From Ebony Magazine, May 1975
The final post in our series on the Black press’s coverage of Black Muslims in the mid-twentieth century comes from Ebony Magazine’s article on the funeral and legacy of the Honorable Elijah Muhammad. The head of the Nation of Islam (NOI) passed away on February 25, 1975, of congestive heart failure at Mercy Hospital in Chicago, Ill.. Muhammad had been at the helm of the NOI for nearly 40years at the time of his passing. His seventh son, Wallace D. Muhammad—later to be known as Warith Deen Muhammad—succeeded him the following day at the annual Saviours’ Day festivities.
Ebony Magazine published an eight-page spread on Muhammad in May 1975, memorializing his role in “shaping the destiny of black people.” The article recounts his humble origins in Sandersville, Ga., his refusal to register for the draft during World War II and his rise to prominence as “the Messenger of Allah” for Black Muslims in the United States. However, the article demonstrates just how little the general public knew about the radical shifts within the NOI leadership. It notes that “[l]ittle is known about Wallace’s personal life” except that he “tried hard to reconcile the differences between Malcolm X and Elijah Muhammad” and that he was “believed to be less rigid in his interpretation of Muslim theology, more of a scholar than his father.” The fact that Wallace D. Muhammad was a Sunni Muslim who would soon guide most of the Nation into Sunni Islam was still a closely guarded secret.

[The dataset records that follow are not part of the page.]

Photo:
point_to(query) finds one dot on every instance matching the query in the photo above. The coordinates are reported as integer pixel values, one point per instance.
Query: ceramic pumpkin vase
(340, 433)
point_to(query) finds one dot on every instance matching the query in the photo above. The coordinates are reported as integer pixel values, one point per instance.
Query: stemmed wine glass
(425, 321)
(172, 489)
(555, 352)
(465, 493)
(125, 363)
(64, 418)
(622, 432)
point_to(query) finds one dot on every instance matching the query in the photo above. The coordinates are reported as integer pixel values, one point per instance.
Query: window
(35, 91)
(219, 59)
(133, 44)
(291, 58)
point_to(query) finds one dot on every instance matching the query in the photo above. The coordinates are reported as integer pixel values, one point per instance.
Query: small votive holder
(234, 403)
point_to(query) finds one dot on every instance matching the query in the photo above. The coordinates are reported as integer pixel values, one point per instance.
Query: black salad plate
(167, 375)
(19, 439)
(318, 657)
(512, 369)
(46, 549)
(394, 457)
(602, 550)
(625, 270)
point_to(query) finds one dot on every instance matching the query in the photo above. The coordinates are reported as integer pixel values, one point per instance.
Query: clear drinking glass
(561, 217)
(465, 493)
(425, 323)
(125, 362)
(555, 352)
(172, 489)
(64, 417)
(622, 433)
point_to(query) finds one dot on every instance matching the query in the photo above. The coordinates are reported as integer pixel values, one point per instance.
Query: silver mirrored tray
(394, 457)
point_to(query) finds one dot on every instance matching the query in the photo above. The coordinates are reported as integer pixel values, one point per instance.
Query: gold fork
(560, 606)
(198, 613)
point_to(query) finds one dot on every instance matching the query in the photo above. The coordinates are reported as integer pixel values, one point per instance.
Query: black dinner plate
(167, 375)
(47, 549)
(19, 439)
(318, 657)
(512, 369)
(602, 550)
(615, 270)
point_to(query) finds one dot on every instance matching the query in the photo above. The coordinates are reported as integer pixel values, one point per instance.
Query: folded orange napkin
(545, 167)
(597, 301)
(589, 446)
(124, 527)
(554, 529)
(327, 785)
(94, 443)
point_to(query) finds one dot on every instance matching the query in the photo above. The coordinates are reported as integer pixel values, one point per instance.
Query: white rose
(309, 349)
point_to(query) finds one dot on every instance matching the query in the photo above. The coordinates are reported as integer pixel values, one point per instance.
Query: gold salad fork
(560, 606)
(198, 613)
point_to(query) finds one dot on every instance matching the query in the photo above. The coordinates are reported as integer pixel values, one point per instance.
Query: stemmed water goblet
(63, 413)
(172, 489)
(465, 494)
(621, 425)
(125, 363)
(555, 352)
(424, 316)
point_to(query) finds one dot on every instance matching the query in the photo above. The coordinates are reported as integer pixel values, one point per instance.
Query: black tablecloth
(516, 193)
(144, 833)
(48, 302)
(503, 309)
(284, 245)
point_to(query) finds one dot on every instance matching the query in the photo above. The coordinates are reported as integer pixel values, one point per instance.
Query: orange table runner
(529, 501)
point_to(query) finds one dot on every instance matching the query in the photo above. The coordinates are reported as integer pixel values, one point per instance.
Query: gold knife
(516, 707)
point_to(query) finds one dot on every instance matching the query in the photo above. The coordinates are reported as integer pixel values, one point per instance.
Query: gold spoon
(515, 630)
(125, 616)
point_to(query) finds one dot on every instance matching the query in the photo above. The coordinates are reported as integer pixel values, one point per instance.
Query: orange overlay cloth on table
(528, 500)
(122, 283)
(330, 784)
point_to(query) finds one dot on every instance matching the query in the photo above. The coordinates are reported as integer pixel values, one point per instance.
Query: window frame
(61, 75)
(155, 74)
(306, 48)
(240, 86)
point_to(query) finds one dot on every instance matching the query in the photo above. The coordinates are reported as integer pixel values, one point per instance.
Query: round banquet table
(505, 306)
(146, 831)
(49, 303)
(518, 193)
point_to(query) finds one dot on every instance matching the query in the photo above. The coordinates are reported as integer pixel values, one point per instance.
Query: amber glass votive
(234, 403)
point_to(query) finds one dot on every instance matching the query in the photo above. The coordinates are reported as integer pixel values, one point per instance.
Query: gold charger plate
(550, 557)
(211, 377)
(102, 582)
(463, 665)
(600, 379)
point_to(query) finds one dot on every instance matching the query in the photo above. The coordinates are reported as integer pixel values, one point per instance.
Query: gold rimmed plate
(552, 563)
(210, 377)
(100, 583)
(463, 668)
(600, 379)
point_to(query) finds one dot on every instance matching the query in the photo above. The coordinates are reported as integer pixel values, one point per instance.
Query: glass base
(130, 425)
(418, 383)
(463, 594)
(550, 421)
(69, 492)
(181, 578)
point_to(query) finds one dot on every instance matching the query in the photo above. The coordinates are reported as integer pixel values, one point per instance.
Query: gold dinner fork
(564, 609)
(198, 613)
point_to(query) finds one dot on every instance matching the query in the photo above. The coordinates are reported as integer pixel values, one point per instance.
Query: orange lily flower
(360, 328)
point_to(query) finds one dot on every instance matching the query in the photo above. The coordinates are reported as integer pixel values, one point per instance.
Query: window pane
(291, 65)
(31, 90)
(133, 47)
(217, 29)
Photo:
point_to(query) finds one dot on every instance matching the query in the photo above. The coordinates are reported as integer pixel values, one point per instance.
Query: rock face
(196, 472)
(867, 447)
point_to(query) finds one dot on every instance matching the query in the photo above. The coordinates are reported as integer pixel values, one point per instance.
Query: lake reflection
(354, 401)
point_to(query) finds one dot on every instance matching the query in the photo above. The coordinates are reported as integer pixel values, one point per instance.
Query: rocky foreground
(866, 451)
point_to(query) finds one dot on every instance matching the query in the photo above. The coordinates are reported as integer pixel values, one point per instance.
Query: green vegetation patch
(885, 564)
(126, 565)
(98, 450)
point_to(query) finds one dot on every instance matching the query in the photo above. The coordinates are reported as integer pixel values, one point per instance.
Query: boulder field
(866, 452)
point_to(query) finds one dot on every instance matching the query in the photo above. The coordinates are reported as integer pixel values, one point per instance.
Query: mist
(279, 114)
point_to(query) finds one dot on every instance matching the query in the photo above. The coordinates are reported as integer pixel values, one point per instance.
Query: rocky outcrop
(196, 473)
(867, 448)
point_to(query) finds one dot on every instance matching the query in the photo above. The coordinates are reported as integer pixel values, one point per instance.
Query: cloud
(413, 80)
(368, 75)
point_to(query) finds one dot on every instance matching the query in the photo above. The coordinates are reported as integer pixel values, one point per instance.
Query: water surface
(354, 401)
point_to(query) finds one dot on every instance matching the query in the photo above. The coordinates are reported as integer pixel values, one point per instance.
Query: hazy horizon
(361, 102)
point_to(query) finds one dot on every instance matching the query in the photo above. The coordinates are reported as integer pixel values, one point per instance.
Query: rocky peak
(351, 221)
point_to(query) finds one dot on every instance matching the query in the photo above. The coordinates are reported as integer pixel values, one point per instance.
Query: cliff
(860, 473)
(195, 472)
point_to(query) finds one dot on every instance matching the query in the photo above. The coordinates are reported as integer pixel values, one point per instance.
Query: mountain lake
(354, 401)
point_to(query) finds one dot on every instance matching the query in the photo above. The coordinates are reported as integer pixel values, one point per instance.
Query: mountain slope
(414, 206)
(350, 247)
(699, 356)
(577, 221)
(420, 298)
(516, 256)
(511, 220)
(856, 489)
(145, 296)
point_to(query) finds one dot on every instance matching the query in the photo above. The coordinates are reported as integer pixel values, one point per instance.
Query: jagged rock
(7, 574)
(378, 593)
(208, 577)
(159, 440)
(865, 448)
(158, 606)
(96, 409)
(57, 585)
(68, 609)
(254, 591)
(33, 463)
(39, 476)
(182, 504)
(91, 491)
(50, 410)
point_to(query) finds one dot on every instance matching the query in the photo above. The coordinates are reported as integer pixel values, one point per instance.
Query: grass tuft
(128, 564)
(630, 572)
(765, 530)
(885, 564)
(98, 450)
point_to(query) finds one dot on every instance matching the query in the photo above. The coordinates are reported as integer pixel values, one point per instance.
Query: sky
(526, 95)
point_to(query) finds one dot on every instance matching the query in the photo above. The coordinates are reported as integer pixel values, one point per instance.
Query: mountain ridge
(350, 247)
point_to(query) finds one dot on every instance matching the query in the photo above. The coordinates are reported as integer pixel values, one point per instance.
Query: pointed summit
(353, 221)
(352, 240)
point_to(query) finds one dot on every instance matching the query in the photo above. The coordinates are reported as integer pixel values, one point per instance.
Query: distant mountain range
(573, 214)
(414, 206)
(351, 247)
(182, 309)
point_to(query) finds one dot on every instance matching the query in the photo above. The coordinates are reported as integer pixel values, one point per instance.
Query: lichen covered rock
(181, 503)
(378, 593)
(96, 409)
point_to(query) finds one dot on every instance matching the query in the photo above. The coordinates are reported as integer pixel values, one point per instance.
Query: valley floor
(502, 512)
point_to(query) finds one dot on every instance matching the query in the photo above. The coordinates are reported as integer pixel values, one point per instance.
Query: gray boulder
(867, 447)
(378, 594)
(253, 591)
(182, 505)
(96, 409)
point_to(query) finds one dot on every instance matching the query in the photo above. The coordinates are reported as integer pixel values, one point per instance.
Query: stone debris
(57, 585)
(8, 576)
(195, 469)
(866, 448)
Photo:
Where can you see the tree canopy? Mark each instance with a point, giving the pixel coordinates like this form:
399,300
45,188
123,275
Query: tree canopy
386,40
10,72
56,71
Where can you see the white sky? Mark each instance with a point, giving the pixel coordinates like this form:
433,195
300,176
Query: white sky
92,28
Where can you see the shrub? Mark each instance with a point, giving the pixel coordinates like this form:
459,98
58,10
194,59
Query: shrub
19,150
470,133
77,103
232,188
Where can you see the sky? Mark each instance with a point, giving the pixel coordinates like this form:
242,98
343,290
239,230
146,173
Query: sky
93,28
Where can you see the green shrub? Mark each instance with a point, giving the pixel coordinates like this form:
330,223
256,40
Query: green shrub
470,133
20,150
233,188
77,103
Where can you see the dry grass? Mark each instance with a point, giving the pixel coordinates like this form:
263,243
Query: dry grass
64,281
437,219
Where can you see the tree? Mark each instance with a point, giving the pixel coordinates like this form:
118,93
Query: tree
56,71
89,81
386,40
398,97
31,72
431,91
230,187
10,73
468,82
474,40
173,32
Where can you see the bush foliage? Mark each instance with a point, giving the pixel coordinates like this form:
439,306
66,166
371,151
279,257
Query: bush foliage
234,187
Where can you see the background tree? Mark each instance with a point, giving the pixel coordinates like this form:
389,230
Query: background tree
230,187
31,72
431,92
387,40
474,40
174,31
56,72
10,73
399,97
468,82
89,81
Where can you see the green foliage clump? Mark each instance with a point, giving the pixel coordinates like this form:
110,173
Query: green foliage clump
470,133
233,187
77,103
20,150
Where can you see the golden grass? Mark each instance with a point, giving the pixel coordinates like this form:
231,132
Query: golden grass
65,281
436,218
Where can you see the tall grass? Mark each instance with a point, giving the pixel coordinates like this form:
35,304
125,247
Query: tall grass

The article is perhaps most remarkable insofar as it demonstrates the respect, and even awe, that the NOI commanded among Black Americans by the1970s. It wholly avoids narratives popular in the White press that detracted from the NOI’s religious authenticity by suggesting that it was in fact a purely nationalist movement. Indeed, the article seems to write this perception off as paranoia when it states that “White America heard itself denounced as evil incarnate and doomed to destruction, and the implication was drawn by many that the highly disciplined and secretive Muslims would be the instrument of that destruction.” The authors at Ebony were far more interested in the “strong and viable socio-economic organization [that was]… too real to avoid, too pertinent to dismiss, too large to ignore.” They instead highlighted that “Muslim holding[s]… estimated at $80 million,’ which included a weekly newspaper, restaurants, Guaranty National Bank and Trust Company, a fish import network, grocery stores, meat packing companies, bakeries, department stores, investment realty, and more than 15,000 acres of farmland across Michigan, Georgia, and Alabama.
Elijah Muhammad spent his life spreading a “do for self” program of personal and economic uplift rooted in Islam. Thanks to his leadership, the NOI became the face of Black self-reliance and nation building in the United States. Ebony’s coverage shows that, by the time of his death, Black Americans, Muslim and non-Muslim, had heard the message.